One of my newest pet peeves is the idea that being in a depressed state automatically allows someone to become a poet. Granted, there were many brilliant poets and pieces of poetry that were born out of sorrow, but that isn’t always the case. Honestly, there are far too many people out there that call themselves poets just because they use words like:

tears, pain, sorrow, abyss, darkness, blood, anguish, darkness, dark, darkness, AND darkness, etc . . .

I guess what I’m trying to say is that modern poetry really needs to be taken more seriously by those who claim to write it. I’ll admit, I nearly fell into this trap many times. When you’re in a depressed place, it seems as though every emotion you feel is far more vivid than when you’re happy. Therefore, everything you write seems all that more emotional and everyone else MUST feel exactly where you’re coming from, right?

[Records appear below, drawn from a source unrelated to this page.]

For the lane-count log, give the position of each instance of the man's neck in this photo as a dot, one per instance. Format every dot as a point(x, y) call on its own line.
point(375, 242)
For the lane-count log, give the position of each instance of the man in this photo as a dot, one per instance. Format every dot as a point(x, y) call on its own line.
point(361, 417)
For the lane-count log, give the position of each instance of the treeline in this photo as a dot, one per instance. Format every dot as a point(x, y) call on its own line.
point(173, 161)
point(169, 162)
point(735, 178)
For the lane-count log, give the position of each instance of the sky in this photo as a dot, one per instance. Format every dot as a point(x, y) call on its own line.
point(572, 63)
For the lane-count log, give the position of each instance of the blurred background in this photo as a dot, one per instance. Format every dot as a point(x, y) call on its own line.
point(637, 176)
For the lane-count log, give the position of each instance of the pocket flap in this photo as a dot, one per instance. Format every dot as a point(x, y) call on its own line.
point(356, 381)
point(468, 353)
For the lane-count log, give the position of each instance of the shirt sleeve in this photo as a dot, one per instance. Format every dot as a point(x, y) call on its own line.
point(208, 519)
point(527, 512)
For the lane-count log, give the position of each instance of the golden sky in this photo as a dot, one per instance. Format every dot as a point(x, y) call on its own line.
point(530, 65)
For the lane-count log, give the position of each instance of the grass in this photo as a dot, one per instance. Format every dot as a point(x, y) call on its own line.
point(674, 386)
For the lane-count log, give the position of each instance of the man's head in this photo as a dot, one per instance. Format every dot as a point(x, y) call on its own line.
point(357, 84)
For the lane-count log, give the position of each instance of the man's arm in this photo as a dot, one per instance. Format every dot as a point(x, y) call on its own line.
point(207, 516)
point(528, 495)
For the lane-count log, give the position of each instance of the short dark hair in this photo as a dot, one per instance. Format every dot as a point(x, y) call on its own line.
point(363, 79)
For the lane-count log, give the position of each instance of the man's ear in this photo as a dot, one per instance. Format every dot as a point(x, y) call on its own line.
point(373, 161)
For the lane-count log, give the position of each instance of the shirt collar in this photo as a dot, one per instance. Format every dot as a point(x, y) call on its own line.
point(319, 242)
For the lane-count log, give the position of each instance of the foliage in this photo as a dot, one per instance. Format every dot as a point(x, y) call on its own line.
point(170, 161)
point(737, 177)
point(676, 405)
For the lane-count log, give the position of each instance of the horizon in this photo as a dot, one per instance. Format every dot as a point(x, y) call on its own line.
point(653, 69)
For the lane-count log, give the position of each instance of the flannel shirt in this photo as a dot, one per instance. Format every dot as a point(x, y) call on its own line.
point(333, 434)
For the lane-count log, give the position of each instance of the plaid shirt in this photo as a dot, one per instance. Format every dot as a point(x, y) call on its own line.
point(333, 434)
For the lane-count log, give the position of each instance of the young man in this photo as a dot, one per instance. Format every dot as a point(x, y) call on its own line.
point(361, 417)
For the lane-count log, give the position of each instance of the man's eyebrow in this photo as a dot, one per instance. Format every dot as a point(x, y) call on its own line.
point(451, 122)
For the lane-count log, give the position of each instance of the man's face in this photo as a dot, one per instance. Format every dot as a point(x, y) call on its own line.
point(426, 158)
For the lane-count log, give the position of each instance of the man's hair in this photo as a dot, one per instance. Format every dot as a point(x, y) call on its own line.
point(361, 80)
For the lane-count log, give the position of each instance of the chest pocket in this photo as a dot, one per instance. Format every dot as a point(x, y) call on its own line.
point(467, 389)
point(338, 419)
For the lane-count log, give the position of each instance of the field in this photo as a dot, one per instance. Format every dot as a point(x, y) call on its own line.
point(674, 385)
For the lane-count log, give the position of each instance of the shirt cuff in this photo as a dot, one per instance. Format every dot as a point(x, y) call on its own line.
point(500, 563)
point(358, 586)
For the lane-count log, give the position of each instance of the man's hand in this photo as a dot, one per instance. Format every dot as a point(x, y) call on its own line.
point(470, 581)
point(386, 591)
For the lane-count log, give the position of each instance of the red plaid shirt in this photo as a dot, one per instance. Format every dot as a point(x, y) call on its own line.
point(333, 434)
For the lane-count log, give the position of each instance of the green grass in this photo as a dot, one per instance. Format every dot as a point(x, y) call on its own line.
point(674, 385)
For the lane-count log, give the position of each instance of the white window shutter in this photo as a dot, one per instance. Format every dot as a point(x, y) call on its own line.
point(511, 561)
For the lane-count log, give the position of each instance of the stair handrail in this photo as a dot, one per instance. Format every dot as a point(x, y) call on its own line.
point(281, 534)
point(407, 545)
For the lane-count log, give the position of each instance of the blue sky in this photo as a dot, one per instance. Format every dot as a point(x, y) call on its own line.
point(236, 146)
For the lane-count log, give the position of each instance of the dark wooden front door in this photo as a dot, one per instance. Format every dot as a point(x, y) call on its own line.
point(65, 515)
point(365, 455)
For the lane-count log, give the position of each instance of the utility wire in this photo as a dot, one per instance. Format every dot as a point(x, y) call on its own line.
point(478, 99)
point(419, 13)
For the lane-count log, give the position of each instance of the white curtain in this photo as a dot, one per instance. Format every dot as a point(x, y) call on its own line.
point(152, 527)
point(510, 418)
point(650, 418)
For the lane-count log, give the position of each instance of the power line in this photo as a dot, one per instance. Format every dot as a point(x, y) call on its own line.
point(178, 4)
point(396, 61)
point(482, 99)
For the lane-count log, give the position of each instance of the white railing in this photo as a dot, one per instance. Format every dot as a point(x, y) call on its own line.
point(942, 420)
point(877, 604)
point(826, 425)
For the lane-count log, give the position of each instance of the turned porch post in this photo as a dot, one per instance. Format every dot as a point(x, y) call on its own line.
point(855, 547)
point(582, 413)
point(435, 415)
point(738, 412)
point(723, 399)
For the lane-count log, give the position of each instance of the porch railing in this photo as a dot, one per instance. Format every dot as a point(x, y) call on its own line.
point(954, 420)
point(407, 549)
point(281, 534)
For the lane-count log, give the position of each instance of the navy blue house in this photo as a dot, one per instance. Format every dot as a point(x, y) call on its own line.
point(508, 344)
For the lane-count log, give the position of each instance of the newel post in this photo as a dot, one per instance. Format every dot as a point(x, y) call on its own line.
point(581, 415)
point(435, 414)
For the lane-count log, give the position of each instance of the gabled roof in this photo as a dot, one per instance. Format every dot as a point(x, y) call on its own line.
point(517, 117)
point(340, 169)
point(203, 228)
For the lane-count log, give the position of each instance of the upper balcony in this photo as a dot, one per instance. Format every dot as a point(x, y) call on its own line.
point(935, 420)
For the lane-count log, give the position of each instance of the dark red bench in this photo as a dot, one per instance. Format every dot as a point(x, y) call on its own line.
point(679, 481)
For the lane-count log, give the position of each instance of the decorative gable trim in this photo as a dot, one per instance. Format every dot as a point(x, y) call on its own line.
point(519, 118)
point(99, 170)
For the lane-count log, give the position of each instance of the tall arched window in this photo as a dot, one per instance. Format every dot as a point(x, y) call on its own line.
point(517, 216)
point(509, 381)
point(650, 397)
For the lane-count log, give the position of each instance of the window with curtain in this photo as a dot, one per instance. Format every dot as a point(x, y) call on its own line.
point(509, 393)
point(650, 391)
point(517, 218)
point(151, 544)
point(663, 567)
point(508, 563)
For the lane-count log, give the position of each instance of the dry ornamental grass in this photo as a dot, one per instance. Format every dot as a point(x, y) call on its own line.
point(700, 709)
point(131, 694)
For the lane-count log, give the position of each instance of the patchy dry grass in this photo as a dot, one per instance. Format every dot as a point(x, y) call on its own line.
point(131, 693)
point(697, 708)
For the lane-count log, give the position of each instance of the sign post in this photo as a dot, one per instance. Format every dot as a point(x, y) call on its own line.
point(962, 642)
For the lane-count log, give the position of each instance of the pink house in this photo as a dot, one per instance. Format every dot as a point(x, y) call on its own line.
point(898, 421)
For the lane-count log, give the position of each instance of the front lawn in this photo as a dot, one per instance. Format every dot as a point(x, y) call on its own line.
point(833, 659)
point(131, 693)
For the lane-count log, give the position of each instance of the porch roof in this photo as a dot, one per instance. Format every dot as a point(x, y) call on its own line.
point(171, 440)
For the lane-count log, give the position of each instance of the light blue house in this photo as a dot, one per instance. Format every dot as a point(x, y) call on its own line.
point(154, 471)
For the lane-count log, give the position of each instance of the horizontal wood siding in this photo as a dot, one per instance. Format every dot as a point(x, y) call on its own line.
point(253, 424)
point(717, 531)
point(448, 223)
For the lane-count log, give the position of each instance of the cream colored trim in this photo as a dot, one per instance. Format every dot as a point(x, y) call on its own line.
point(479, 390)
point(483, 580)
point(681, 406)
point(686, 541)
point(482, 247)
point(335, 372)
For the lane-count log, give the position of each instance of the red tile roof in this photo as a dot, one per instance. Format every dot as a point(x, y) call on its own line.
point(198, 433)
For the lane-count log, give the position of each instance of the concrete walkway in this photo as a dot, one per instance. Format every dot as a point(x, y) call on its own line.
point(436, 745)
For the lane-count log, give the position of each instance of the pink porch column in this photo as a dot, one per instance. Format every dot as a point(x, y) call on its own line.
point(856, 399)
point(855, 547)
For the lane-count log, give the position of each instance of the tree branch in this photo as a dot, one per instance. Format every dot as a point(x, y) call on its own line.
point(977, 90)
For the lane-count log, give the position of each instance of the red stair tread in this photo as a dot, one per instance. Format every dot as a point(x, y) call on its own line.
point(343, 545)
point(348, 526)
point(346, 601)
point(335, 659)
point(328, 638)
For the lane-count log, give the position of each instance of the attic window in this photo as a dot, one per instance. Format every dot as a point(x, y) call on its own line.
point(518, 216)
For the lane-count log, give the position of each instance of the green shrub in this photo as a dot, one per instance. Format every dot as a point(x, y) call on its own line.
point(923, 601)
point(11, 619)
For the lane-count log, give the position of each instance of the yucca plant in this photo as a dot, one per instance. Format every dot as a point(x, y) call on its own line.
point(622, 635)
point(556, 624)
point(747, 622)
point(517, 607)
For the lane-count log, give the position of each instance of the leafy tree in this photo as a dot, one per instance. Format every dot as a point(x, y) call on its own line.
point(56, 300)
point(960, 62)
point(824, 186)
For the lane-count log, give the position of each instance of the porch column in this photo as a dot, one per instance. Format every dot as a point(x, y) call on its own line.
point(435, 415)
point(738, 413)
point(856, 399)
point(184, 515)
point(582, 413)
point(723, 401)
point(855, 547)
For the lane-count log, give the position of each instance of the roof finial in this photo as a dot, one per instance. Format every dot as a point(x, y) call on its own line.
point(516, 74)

Poetry is much more than that.

Robert Frost once said that “Poetry is when an emotion has found its thought and the thought has found words.”
He meant that although emotion is the heartbeat of a poem, it must be married to thought and reason before it can be transformed into words.



4 thoughts on “Poetry and Depression

  1. I really relate to what you’re saying. I have dysthemia (chronic low-level depression), and it can really affect my thought patterns. I have to watch out for that on a daily basis.